Rutabagas like soil that is loose, fertile and slightly alkaline. If the soil is more acidic, work some lime into the bed a few months before planting. Enrich the soil with compost, turning it into the bed with a rake. Remove any large rocks that might impede the growth of the roots. Finally, add a half cup of 5-10-10 fertilizer for every 20 square feet of garden space.
Rutabagas mature into large, round softball-size roots, so they need some room to grow. Use a hoe to create rows of small raised hills, spacing the rows 10" apart. Once formed, be sure not to compact the soil in the hills. Lay down a thick layer of mulch between the rows to hinder the growth of weeds.
Time the planting so that the harvest comes at or around the region’s fall frost date. Rutabagas mature in about 80 to 100 days, so use those figures when deciding when to plant. Sow the seeds 1/2" deep in the rows and 2" to 4" apart. Gently press the seeds into the dirt and cover them with soil. Carefully water the seeds and place a garden marker to indicate the crop.
Maintain constant moisture until the seeds germinate. Rutabagas sprout in about a week. A couple of weeks after the plants have sprouted, thin the seedlings down to just one every 8". Add a thick layer of pine mulch around the base of the plants, but do not let the mulch come in contact with the stems. Rutabagas need a steady supply of water to encourage steady growth of the roots. For an added boost, apply a dose of liquid fertilizer to the young plants.

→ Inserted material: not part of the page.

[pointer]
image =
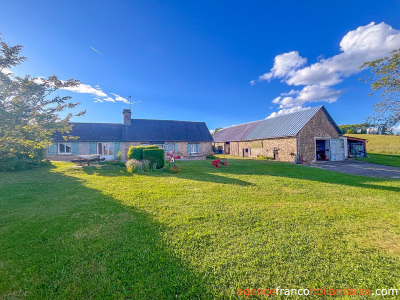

Harvest rutabagas when they get slightly larger than a tennis ball. Like most vegetables, they are more tender the smaller they are. Rutabagas are very hardy and will easily survive frosts, especially when well mulched. Many gardeners leave the roots in the ground well into winter, pulling only the plants they want to eat. Others store them buried in sand in a cool, dry and dark place.